Bill Carriveau said...

Awesome Jeff!, it amazes me you have time to post to your blog with all that is going on Olympic style! When do you sleep!

Cheryl Martinelli said...

Fantastic shots!!

Cameron Field said...

Amazing post! I am so inspired by your work. Can't wait to keep following over the next few weeks!

Anonymous said...

Great photos and great narration of the photographs and description of the technicals and the story behind hettinh the pics. Link from fb to blog worked fine. Fyi- email entry for sign up didn't work on my verizon android device. Thanks for the great blog and facebook page

Ralph Hightower said...

Great photos! I'm also impressed that Putin has you on speed dial. I love reading about your experiences covering the games.

NBC said that the stadium that you were in was built for two events, the opening and closing ceremony. So, hopefully, Russia has time to replace the collapsed seats in time for the closing ceremony.

Anonymous said...

You got better clarity and sharper images than we saw on TV

Dawn Galland said...

Beautiful! Was one thing seeing on TV, but even better seeing through your pictures. Love the commentary you have too. Looking forward to those Hockey pictures now.

T.J. Powell said...

Great photos, looking forward to what you post for the rest of the games!

Andy Cresswell said...

Good set of photos Jeff,good to see it from the spectators viewpoint

Kerry Frank said...

isgurag pBeautiful shots Jeff! One question is IF you need a "Bio Break" what happens then?

Shelly Schmidt said...

Wonderful pictures- I love seeing your fabulous pictures : ) I initially found your blog through Pintrest : ) The pictures really give a fantastic view of the opening ceremonies!

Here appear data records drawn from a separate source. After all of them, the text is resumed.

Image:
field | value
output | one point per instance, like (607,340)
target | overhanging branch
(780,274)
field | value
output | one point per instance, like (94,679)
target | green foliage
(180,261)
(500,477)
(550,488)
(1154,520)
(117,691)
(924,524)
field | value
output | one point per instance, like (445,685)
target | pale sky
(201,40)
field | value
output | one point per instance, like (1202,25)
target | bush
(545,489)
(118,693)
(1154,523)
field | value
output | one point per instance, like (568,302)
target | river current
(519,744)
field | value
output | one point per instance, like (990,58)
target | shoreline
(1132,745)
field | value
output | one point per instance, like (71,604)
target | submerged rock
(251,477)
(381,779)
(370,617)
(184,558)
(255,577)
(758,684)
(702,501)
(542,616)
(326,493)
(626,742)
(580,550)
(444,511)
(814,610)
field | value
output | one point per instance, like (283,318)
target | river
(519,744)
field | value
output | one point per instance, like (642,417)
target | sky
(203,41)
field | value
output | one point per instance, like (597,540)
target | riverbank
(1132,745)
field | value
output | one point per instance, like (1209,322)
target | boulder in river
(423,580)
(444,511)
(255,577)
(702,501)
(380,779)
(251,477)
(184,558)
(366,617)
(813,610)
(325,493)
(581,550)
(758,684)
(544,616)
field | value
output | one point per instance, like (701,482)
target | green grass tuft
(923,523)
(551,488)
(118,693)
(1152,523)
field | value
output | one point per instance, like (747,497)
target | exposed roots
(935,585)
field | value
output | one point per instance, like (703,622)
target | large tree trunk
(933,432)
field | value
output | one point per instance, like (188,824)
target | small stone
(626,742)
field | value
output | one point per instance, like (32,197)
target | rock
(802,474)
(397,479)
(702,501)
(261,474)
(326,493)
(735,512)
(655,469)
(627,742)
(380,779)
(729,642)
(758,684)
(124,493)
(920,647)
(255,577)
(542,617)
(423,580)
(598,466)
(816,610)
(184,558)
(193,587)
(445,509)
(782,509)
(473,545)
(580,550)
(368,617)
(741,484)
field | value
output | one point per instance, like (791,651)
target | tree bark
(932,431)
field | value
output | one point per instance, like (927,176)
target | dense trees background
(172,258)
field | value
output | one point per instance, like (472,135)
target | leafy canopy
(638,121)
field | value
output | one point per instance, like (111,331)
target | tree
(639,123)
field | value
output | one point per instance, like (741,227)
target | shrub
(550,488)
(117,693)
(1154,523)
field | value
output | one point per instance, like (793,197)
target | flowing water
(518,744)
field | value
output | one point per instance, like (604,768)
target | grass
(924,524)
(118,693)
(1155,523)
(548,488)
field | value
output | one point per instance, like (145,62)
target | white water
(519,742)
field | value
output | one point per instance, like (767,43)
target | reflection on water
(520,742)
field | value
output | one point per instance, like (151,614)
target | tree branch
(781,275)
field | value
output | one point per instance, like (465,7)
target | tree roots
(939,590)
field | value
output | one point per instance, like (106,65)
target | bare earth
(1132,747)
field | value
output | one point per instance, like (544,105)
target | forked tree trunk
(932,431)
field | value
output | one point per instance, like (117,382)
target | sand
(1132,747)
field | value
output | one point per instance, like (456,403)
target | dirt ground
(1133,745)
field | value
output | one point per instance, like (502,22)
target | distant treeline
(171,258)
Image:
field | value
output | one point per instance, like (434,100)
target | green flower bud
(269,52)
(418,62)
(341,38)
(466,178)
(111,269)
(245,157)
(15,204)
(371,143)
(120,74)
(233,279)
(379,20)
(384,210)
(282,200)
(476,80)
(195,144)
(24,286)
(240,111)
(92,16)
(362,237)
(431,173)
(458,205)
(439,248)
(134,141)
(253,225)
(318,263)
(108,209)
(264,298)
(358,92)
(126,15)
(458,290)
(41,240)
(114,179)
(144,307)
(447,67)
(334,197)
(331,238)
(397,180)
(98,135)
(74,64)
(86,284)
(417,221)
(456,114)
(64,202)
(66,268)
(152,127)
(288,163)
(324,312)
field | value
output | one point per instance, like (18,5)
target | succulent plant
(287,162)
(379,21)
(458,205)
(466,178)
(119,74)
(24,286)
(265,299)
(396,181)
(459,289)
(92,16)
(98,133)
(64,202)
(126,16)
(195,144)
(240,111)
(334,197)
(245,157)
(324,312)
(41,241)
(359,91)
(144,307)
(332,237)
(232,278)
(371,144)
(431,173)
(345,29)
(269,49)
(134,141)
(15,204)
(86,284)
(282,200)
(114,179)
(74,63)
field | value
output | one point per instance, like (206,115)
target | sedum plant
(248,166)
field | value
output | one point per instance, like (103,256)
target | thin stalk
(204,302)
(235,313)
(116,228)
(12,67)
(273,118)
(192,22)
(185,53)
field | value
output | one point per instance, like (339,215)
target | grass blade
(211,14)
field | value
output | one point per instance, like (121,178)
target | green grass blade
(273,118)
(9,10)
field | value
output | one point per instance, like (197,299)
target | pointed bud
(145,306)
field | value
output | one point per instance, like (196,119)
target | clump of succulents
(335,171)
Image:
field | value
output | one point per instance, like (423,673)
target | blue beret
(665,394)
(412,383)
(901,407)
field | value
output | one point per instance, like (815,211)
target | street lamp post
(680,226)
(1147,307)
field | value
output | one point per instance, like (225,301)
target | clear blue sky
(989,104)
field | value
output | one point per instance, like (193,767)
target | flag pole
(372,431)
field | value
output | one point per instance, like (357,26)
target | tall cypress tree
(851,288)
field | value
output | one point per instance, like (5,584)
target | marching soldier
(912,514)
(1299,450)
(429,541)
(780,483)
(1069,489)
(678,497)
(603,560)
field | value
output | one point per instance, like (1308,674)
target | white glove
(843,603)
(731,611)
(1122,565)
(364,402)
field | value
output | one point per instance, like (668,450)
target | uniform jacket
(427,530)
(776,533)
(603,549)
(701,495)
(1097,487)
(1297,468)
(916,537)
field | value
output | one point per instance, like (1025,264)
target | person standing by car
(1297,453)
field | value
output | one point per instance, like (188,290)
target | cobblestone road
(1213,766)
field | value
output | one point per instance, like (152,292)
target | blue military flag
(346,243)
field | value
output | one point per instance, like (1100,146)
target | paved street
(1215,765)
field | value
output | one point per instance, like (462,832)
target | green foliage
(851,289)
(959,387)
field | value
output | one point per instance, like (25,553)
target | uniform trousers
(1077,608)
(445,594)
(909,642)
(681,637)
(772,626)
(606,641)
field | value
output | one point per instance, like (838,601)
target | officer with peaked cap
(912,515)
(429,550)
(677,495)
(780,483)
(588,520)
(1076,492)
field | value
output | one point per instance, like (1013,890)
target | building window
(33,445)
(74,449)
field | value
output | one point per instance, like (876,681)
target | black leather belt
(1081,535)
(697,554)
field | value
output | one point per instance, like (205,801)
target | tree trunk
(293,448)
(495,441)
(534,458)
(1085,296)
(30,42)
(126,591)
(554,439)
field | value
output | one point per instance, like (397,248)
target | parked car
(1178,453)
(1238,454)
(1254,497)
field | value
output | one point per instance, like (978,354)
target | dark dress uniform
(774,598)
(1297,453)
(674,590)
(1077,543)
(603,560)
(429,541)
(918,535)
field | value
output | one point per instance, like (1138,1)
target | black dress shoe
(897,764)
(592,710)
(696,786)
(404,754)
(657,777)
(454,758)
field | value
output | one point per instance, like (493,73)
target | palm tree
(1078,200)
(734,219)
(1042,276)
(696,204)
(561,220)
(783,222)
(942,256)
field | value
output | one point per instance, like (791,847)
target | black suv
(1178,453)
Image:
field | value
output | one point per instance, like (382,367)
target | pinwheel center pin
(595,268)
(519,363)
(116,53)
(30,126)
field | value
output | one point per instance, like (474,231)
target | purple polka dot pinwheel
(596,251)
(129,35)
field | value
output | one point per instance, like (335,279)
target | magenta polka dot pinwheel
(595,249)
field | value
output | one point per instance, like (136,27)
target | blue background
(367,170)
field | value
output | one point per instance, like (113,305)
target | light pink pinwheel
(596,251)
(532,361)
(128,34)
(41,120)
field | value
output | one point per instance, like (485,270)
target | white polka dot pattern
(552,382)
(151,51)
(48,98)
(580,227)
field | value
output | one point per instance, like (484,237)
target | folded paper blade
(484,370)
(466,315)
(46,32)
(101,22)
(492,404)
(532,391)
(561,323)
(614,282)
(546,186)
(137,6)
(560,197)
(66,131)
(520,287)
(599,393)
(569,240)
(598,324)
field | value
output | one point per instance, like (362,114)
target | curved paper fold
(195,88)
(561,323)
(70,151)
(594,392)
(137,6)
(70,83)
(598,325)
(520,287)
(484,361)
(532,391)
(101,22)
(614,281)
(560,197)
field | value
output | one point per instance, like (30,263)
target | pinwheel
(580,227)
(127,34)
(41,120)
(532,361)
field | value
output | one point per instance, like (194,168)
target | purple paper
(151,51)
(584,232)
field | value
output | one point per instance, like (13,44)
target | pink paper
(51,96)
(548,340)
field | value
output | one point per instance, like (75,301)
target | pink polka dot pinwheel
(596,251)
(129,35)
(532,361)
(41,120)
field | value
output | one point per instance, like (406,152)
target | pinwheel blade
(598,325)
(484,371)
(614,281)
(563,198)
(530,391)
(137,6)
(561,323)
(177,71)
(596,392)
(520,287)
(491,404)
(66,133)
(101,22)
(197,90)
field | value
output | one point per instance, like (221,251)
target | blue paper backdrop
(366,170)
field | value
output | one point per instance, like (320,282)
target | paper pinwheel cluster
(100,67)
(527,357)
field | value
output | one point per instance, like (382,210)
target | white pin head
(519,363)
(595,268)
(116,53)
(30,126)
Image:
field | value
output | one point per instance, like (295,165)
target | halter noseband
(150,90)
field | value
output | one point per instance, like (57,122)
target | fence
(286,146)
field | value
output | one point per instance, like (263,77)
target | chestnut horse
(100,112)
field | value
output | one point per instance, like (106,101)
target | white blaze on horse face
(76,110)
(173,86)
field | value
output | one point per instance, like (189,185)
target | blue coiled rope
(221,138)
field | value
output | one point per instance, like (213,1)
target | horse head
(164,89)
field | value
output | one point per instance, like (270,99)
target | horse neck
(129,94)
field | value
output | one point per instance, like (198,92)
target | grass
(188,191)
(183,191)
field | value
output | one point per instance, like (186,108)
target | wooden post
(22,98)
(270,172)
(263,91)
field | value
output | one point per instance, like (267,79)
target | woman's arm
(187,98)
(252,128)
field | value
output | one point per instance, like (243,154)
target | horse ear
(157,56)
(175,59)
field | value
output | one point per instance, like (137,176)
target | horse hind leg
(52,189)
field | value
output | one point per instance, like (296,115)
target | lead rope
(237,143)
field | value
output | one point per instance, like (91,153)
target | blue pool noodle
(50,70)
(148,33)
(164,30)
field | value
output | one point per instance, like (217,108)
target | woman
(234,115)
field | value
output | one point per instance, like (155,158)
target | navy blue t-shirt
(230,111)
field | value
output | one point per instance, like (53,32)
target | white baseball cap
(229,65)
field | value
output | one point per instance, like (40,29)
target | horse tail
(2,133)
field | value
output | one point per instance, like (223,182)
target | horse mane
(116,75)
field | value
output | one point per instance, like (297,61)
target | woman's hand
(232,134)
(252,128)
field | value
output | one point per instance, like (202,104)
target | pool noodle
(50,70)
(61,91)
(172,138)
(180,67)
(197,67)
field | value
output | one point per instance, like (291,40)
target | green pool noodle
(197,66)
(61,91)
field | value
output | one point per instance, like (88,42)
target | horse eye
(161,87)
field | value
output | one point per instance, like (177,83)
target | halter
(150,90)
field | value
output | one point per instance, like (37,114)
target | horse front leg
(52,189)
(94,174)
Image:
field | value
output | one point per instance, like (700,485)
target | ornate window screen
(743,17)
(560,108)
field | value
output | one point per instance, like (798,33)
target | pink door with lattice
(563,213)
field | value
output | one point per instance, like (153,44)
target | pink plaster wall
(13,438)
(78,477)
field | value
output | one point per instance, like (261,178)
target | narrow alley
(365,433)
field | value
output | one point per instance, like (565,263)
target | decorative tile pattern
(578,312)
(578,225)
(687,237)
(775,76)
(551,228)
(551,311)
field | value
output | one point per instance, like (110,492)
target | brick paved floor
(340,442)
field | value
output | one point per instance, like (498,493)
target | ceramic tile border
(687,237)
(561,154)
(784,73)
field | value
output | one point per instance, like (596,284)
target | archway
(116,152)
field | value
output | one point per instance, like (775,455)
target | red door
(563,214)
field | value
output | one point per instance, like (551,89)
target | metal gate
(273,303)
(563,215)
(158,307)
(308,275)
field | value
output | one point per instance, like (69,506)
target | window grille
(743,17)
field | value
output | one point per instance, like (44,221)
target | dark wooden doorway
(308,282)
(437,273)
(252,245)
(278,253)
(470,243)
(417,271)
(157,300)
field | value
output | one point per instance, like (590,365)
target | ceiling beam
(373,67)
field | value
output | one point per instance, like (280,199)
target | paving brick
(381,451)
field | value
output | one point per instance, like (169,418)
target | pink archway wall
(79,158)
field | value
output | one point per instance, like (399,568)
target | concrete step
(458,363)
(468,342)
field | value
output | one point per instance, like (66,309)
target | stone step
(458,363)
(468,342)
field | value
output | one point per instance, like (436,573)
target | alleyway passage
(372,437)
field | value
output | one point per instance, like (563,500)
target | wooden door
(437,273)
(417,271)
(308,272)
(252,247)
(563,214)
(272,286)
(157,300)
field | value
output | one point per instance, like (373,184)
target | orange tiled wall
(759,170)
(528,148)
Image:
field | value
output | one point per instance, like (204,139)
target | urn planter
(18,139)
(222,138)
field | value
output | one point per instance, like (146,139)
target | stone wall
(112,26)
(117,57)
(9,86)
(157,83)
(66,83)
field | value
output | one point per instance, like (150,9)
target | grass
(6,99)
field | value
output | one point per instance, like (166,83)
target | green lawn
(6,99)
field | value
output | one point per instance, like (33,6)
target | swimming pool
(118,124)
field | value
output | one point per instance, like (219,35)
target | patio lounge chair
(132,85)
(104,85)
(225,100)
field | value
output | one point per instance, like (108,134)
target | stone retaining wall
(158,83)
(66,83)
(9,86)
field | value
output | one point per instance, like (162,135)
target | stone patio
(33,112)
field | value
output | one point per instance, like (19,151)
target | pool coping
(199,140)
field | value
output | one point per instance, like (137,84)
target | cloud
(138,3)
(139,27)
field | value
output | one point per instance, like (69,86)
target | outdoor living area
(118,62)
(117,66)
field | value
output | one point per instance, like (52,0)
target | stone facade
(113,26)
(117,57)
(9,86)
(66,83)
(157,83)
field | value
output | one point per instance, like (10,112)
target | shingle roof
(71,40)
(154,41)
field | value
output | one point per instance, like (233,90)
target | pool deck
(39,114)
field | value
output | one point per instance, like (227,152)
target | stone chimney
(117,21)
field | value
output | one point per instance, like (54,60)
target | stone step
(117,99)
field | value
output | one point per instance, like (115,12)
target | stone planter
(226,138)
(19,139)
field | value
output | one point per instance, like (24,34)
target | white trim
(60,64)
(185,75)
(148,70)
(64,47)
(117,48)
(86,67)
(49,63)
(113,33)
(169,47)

Nancy Marie Ricketts said...

How exciting is this being there and taking such amazingly beautiful shots! I especially loved the motion-slow shutter shots in the opening ceremony, and the selective focus of some of the performers. Just superlative colors. Better than watching it on TV, because we can see it through the photographers eye-nothing better-thank you for sharing-can't wait for the next series!

Marie Ricketts

bayozan said...

I don't regret I didn't watch the ceremony and waited to see your photos..

Internet-Cable-Guy said...

The lighting in these is fantastic. Your photography gives us a whole new perspective on the games that you can't get from just watching them on TV. Kudos.

Eay Min Phyo said...

Photos are so amazing!!!

Gregory Bell said...

Great photos Jeff! Thanks for sharing. Curious as to how you felt about being "herded" together in the stands with other photographers. Do you feel challenged to try and capture different perspectives or do you just focus on the subjects and composition and let your pictures speak for themselves?